Fueling Workouts Nutrition
This guide provides detailed information on choosing appropriate types of foods and the timing of meals and snacks to ensure optimal energy levels are maintained for workouts of varying intensities and durations.
Step 1: Pre-Workout
Consume a meal containing both complex carbohydrates and protein 2-3 hours before the workout to ensure a steady supply of energy. Example foods include whole-grain cereals, lean protein, and low-fat yogurt.
Step 2: Hydration
Start hydrating at least 2 hours before exercising by drinking water or an electrolyte beverage, which helps maximize physical performance.
Step 3: Snacking
If needed, have a small snack 30 minutes to an hour before your workout, focusing on simple carbohydrates that can be easily digested, such as a piece of fruit or a granola bar.
Step 4: During Workout
For workouts longer than 1 hour, consume easily digestible carbs to keep energy levels up. Sports drinks or energy gels can be useful for maintaining both energy and hydration.
Step 5: Post-Workout
Within 30 minutes after working out, consume a combination of carbohydrates and protein to replenish glycogen stores and aid in muscle repair. Examples include a protein shake with banana or a turkey sandwich on whole-grain bread.
Step 6: Ongoing Recovery
Continue to drink water or electrolyte beverages to rehydrate.
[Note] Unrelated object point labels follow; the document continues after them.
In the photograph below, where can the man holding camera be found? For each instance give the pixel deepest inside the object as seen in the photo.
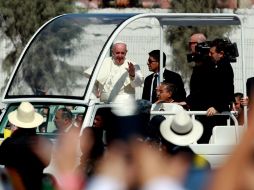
(214, 90)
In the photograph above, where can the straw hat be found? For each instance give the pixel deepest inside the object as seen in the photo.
(25, 116)
(180, 129)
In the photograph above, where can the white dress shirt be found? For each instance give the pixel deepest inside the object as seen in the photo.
(114, 80)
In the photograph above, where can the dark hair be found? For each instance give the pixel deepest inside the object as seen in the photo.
(219, 44)
(66, 113)
(156, 55)
(169, 87)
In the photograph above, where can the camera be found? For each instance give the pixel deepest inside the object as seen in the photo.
(202, 50)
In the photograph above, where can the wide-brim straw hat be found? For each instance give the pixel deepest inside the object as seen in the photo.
(25, 116)
(181, 129)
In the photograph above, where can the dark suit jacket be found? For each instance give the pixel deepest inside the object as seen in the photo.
(170, 77)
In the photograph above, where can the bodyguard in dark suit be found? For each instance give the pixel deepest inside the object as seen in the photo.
(152, 80)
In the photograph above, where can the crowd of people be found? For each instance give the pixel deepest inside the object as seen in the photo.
(142, 152)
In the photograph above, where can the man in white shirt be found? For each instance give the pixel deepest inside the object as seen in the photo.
(118, 76)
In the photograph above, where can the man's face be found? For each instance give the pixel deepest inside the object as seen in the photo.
(118, 53)
(215, 55)
(163, 94)
(59, 121)
(153, 64)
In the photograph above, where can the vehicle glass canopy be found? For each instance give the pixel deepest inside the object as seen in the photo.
(53, 62)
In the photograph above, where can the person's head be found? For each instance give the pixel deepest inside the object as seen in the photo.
(153, 61)
(63, 119)
(237, 103)
(25, 117)
(119, 51)
(43, 128)
(217, 50)
(166, 91)
(79, 120)
(195, 39)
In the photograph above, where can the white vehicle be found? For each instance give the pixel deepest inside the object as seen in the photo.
(49, 73)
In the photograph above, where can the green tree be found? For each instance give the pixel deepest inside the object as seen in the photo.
(19, 21)
(178, 37)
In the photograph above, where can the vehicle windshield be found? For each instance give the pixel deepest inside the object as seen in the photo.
(54, 61)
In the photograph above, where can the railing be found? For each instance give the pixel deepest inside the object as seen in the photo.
(231, 114)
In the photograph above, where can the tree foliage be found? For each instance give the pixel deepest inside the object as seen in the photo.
(19, 21)
(178, 37)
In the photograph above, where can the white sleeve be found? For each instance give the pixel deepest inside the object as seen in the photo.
(105, 183)
(163, 183)
(138, 79)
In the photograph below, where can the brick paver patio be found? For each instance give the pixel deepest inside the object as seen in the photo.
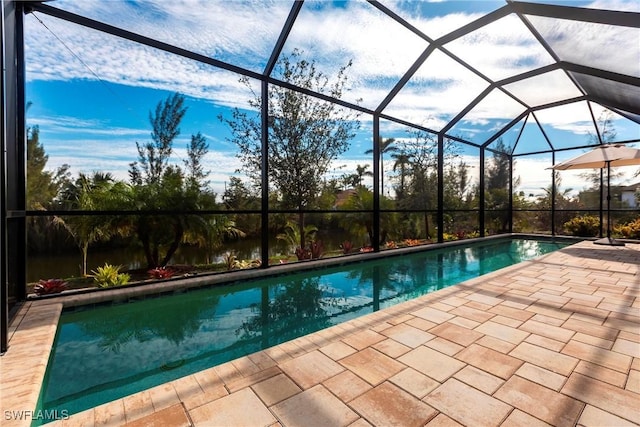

Eat a balanced meal with carbs, protein, and fat within 2 hours after exercising to assist the recovery process.
General Notes
Individual Needs
Adjust portion sizes and specific food choices based on personal dietary requirements, fitness goals, and tolerance.
Listen to Your Body
Monitor how different foods and timing impact your energy levels and workout performance, and adjust your nutrition plan accordingly.
Nutrient Timing
Nutrient timing can play a critical role in recovery and performance, but it's important to note that daily total nutrient intake is still the most important factor in dietary success.